4) In the month leading up to the elections, the attitude of leaders and parties is quite predictable. K. Mitsotakis will speak on behalf of all the Greeks that the ND will “accept”, emphasizing the social agenda for the castration of the opposition. A. Tsipras will call for a democratic pan-army in order to avoid the restoration of the right in the style of the establishment.

It is noteworthy that local elections will be held in a few months. If they are an addendum to the May 21 elections with similar results, then a turn on a historical scale will indeed be made in the post-revolutionary chronicle. This, from the ND side, is being structured from now on. N. Androulakis, in addition to the expected criticism from two political opponents, bears a double burden.

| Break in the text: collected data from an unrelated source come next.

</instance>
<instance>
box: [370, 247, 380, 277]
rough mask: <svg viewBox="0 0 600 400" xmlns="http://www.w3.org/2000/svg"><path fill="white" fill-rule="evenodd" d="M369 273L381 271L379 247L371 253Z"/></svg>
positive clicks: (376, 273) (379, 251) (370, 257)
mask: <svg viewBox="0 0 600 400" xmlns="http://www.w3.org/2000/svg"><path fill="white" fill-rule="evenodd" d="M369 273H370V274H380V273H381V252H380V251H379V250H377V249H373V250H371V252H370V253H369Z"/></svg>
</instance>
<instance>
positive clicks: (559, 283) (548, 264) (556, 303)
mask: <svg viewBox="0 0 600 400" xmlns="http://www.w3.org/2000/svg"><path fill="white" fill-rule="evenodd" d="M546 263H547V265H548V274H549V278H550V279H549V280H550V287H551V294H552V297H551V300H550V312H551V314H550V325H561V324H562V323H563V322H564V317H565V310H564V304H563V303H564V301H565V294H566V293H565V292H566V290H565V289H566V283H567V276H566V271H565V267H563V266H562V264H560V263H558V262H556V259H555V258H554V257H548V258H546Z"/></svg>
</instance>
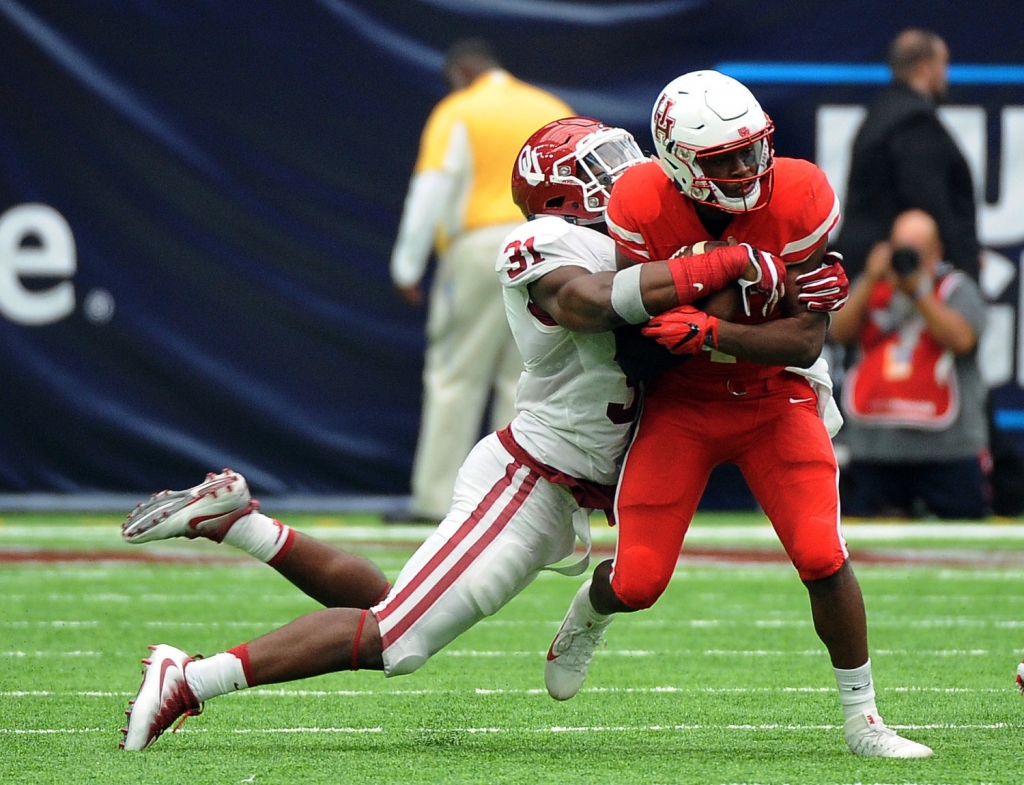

On the one hand, in order to morally and politically strengthen progressive citizens, who also make up the socio-electoral majority, demarcating a creative progressive union based on criteria not of class, but mainly of values. On the one hand, to show the path of Greece, which does not deceive itself. To express Greece, which is aware that it falls sharply behind the countries with which it seeks to be compared in all respects, but at the same time it is confident in its competitiveness and is determined to achieve its self-transcendence with the goal of convergence and parity with them in practice.

With this, PASOK has proved that it keeps the interests of the country in mind, regardless of the political costs. PASOK’s efforts today are again not guerrillas, but a national stake.

* Mr. Dimitris Reppas is a founding member of PASOK, former Minister and Member of Parliament.